Le marquis salua et sortit du salon sans marcher tout à fait droit. Sabine le suivit des yeux d’un air étonné.

« Comment trouvez-vous mon cousin, Mademoiselle ? dit l’intendante.

– Grand causeur et bon convive, Madame. »

L’intendante se mordit les lèvres.

Le marquis a passé sa vie à la cour, Mademoiselle, et ses manières peuvent vous étonner, quoiqu’elles soient celles de la meilleure compagnie ; mais elles n’ôtent rien à ses bonnes qualités. C’est un charmant garçon, et qui désire passionnément obtenir l’honneur de vos bonnes grâces.

– Hélas ! Madame, dit Sabine, à quoi lui serviraient-elles ?

– Quelle Agnès ! s’écria l’intendante à demi-voix ; mais ne voyez-vous pas qu’il veut vous épouser ? Heureuse fille, vous n’avez qu’un mot à dire, et vous devenez marquise de Malignac ; vous aurez château, forêts, prés et ferme dans le plus joli pays du monde, près de Gaillac. Vous irez à la cour, vous roulerez carrosse : qu’en dites-vous ? Mais voici le marquis ; je le laisse continuer sa partie. »

Elle se leva et alla tracasser les Gottlieb, tandis que le marquis, reprenant sa place, essaya de renouer la conversation.

Sabine, très émue, réfléchissait à ce qu’elle devait faire, tandis que le marquis, jouant à tort et à travers, lui débitait mille compliments. Tout à coup, prenant une résolution soudaine, elle lui dit :

« Monsieur, avez-vous la bague ?

– Ah ! Mademoiselle, s’écria le marquis en prenant une pose tragique, je l’ai perdue ! Elle m’a été volée avec l’écrin qui contenait les diamants de ma mère. Mais la police est à la recherche du voleur ; la bague se retrouvera.

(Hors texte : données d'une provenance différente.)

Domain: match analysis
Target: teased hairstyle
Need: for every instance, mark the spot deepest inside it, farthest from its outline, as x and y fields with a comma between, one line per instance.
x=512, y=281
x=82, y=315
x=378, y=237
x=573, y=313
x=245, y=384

– C’est possible, dit Sabine ; mais en attendant, Monsieur, ne pourriez-vous me la décrire ? Vous devez savoir que je possède la pareille.

– Ah ! Mademoiselle, pardon ; j’ai peu de mémoire. C’était une bague très belle, une bague... en or.

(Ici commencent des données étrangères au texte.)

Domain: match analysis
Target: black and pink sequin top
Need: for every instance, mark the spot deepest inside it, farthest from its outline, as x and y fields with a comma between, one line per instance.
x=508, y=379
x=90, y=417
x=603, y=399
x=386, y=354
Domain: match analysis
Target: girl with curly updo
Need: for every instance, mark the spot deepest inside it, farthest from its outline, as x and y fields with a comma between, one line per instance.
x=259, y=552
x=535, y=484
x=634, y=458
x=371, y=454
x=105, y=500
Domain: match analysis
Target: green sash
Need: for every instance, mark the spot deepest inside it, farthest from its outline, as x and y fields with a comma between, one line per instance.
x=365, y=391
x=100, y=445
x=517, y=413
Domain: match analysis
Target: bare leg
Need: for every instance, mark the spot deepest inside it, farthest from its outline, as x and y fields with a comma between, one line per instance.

– Fort bien. Mais après ? Décrivez-moi le chaton.

– Le chaton ? Il était orné d’un diamant, non, d’un rubis. Ma foi, je ne m’en souviens plus ; mais, si j’entrevoyais votre bague, Mademoiselle, je verrais bien si la mienne lui ressemblait.

– Je n’en doute pas, Monsieur », dit Sabine en souriant.

Et, ôtant son gant, elle montra au marquis un petit jonc orné d’une émeraude qui lui venait de sa mère.

« C’est cela même, s’écria le marquis. Ah ! Mademoiselle, permettez-moi de vous offrir bientôt une bague de fiançailles, et je serai le plus heureux des hommes.

– Pour le moment je crois que vous êtes mat, monsieur le marquis, » dit Sabine en avançant sa reine.

Elle se leva et alla s’asseoir près de sa tante. Minuit sonnait. La compagnie se sépara, et les frères Gottlieb reconduisirent chez elles Mmes de Haütern au clair de lune, suivant les chaises d’un pas égal à celui des porteurs, et s’empressant pour offrir la main à leurs futures épouses.